We left with the mutual agreement that I'd write a follow-up to the blog post (but would not take it down from the site, which was the Church's initial request). So, early last week (13 days after that group encounter in the conference room) Peter and Lisa Mansell met me again at the new facility in Ybor Square, which is considered an "Ideal Org." (The term, coined by founder L. Ron Hubbard, connotes an ideal organization that can house all the functions a Church of Scientology can provide.) After a short tour of what is known as the Public Information Center, which features multimedia displays providing an overview of the Church's work on human rights and drug education, Peter and I talked some more.

He first expressed some regrets. He said that he and other COS officials had done considerable outreach to the Ybor community in the days leading up to the grand opening, but had failed to invite CL that day or immediately afterwards. (Mansell and other COS representatives had met with Warner in the months since the purchase, and with the present and former publishers of CL, but had never contacted me.)

We went on to discuss matters of press coverage. The Church has, no question, stirred controversy over the years. The St. Petersburg Times' investigations go back more than three decades, including a 1980 Pulitzer Prize-winning report by the late Bette Orsini on the Church's handling of perceived enemies. In 2009, the Times published a series of reports questioning the leadership of David Miscavige, who took over the organization in 1986 after the death of L. Ron Hubbard. In the series, former Church officials accused Miscavige of physically beating subordinates, a charge he and other officials denied. In February of this year, former Scientologist Paul Haggis, director of the 2006 Oscar-winning film Crash, delivered some more bad PR when he told Pulitzer prize-winning New Yorker journalist Lawrence Wright how he'd become estranged from the Church, saying that his daughter had been ostracized by Scientologists when she told them she was a lesbian.

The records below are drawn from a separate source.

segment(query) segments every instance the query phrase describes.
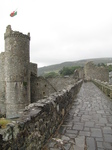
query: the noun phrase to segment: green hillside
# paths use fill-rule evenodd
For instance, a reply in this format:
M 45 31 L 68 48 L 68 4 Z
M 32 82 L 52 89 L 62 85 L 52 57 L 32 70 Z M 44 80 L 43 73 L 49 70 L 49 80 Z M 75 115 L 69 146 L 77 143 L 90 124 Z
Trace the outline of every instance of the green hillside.
M 78 61 L 69 61 L 69 62 L 63 62 L 61 64 L 55 64 L 55 65 L 50 65 L 50 66 L 45 66 L 38 68 L 38 75 L 42 75 L 44 73 L 48 72 L 58 72 L 61 70 L 63 67 L 70 67 L 70 66 L 84 66 L 85 63 L 93 61 L 94 64 L 99 64 L 99 63 L 112 63 L 112 58 L 93 58 L 93 59 L 83 59 L 83 60 L 78 60 Z

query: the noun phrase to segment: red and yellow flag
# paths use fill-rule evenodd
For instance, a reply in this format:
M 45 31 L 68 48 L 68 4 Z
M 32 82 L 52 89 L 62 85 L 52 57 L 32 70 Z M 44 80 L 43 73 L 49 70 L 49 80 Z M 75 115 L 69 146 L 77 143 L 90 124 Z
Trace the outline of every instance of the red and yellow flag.
M 10 14 L 11 17 L 14 17 L 15 15 L 17 15 L 17 11 L 13 11 L 13 12 Z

To Peter Mansell, those articles aren't a big deal. When asked about the Haggis story, he replies, "Who reads The New Yorker?" As for the 2009 Times series, he reports general indifference among people he queries about it. "I'm not kidding you when I tell you, you would not believe how hard it is to find anybody who reads those articles."

In a later email, he elaborated. When asked about critical news reports, he says, he points to the availability of Scientology texts in 50 languages; the Church's expansion since the mid-1990s from 2,660 to 9,000 facilities; and the "nearly one million square feet of new Church space currently in design, planning or construction."